The Second Symphonie in C minor was composed at a time when Bruckner had found international recognition - albeit as an organ improviser rather than a composer - which gave him enormous inner momentum: in 1869 he played in Paris (Notre Dame), and in 1871 he had taken part in a competition in London on the new organ in the Royal Albert Hall that had been built for the World Exhibition. After his return to Vienna, Bruckner began work on his Second Symphony. He composed the first version of the work between 11th October 1871 and 11th September 1872, and gave the symphony its first performance in this form on 26th October 1873 in Vienna. He dedicated this first version to the Philharmonic Society. On the advice of Johann Herbeck, Bruckner reworked the symphony, and this revised version was first performed on 20th February 1876. Finally, in the following year, a third and last version appeared: the composer dedicated it to Franz Liszt, whom he had met at the singers’ festival in Pest in 1865.
It is interesting to observe how Bruckner relies on the principle of the 'talking pause’ in his Second Symphony, the considerable structural power of the General Pause. (Thence the nickname ’Pause Symphony’.) The contrapuntal and the dispositive precision work are intensified in relation to the First Symphony; the principle of the composer quoting himself is found in the Adagio, that refers to the Benedictus, and in the finale, which refers to the Kyrie of the F minor Mass. Furthermore, two other features of Bruckner’s music make their first appearance here: firstly, the embellishment of one step of the scale by the upper and lower leading notes, and secondly - taken over from Wagner - , mixed rhythm within one bar.
Bruckner’s Symphony no. 2 has four movements. The first in the principal key of C minor is in sonata form, with three thematic groups in the exposition, epilogue and epilogue-coda, a development section, reprise and coda. The second movement in A flat major is a sonata form without the development section.
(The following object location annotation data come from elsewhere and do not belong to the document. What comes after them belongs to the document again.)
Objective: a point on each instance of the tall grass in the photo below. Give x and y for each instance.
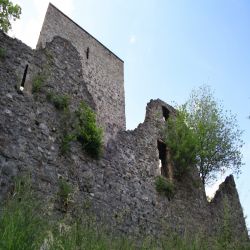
(24, 227)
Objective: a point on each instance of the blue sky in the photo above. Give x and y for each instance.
(169, 48)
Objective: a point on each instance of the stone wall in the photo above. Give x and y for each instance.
(102, 70)
(120, 187)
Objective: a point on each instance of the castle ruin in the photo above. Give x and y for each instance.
(120, 187)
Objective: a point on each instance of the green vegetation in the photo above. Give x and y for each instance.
(182, 143)
(37, 83)
(8, 11)
(24, 226)
(21, 223)
(60, 102)
(87, 132)
(2, 53)
(83, 128)
(65, 191)
(205, 135)
(164, 186)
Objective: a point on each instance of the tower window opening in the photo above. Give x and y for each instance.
(87, 53)
(163, 164)
(24, 77)
(165, 113)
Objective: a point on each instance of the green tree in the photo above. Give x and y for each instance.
(215, 133)
(8, 11)
(182, 143)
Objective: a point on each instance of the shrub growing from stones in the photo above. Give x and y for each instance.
(182, 143)
(65, 190)
(164, 186)
(87, 131)
(60, 102)
(37, 83)
(84, 129)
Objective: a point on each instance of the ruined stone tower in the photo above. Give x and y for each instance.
(119, 188)
(102, 69)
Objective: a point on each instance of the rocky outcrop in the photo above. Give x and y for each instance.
(120, 187)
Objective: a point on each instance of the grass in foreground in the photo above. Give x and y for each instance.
(24, 227)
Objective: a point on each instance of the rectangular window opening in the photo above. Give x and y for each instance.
(163, 164)
(165, 113)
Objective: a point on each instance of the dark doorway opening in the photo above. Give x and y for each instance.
(165, 113)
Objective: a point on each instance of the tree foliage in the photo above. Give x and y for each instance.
(181, 142)
(8, 11)
(213, 142)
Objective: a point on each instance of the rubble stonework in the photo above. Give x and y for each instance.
(120, 187)
(102, 70)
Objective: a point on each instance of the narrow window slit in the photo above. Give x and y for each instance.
(87, 53)
(165, 113)
(24, 77)
(163, 164)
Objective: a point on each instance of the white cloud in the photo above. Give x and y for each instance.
(132, 39)
(28, 27)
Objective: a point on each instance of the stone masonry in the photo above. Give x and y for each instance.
(120, 187)
(102, 69)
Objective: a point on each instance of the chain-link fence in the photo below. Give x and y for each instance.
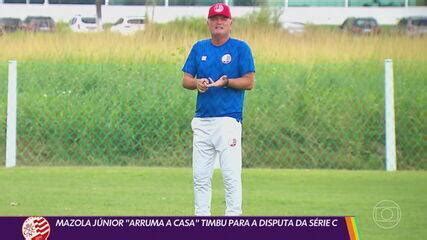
(311, 115)
(3, 100)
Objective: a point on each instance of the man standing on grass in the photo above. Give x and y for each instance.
(221, 69)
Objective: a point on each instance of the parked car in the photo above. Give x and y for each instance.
(294, 27)
(83, 24)
(361, 26)
(10, 25)
(129, 25)
(413, 26)
(39, 24)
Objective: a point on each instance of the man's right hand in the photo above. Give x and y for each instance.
(202, 84)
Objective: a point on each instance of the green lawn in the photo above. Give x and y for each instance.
(139, 191)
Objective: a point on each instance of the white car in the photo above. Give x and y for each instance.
(129, 25)
(294, 27)
(83, 24)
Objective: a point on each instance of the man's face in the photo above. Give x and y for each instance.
(219, 25)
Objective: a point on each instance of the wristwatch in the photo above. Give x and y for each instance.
(226, 81)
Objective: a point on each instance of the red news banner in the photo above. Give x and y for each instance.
(109, 228)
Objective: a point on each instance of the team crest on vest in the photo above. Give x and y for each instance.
(226, 59)
(218, 8)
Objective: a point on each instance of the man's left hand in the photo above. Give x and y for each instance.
(221, 82)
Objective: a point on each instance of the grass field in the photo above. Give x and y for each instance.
(96, 99)
(168, 191)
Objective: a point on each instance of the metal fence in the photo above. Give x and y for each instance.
(318, 115)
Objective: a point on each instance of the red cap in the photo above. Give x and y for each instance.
(219, 9)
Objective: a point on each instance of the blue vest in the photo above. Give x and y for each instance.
(233, 59)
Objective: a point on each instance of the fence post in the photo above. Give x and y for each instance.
(389, 117)
(11, 116)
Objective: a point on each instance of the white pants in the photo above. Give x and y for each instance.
(211, 136)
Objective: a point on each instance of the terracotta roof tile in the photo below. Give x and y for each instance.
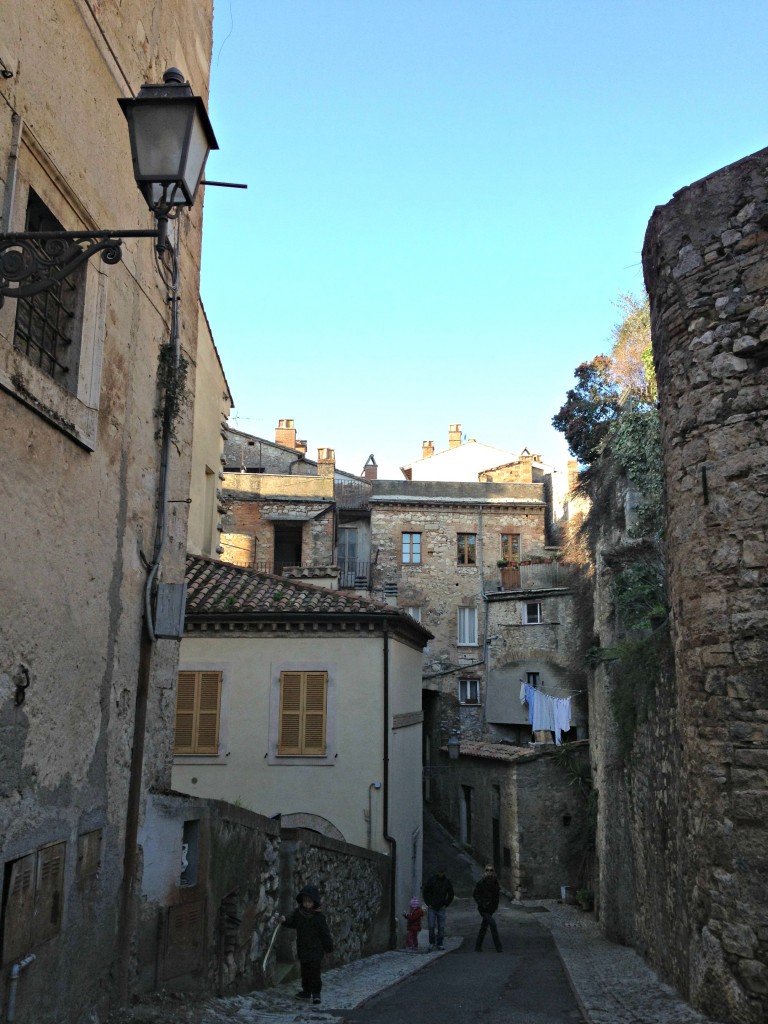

The third, one of Bruckner’s most extraordinary scherzi, is in the key of C minor with a C major trio, while the finale, which is governed by C major and minor, is once again a richly varied sonata structure with an exposition containing three thematic groups, epilogue and epilogue-coda, plus development, reprise and coda to the movement as a whole.
The 'original version’ was not published until 1938, when it was brought out by Robert Haas. It is based in fact on the third version dating from 1877 - this, however, also uses elements from the first version of 1871/72, thus eliminating the 139-bar cut which would have altered the proportions of the entire work. In addition, the instrumentation, dynamics and phrasing were adopted from the first version. This seems sensible, for, as Bruckner rightly commented in answer to suggestions for shortening his F minor Mass (1893): “I’ve already kept it short. If I’d written down everything I thought of to the greater glory of God, it would have been even longer.”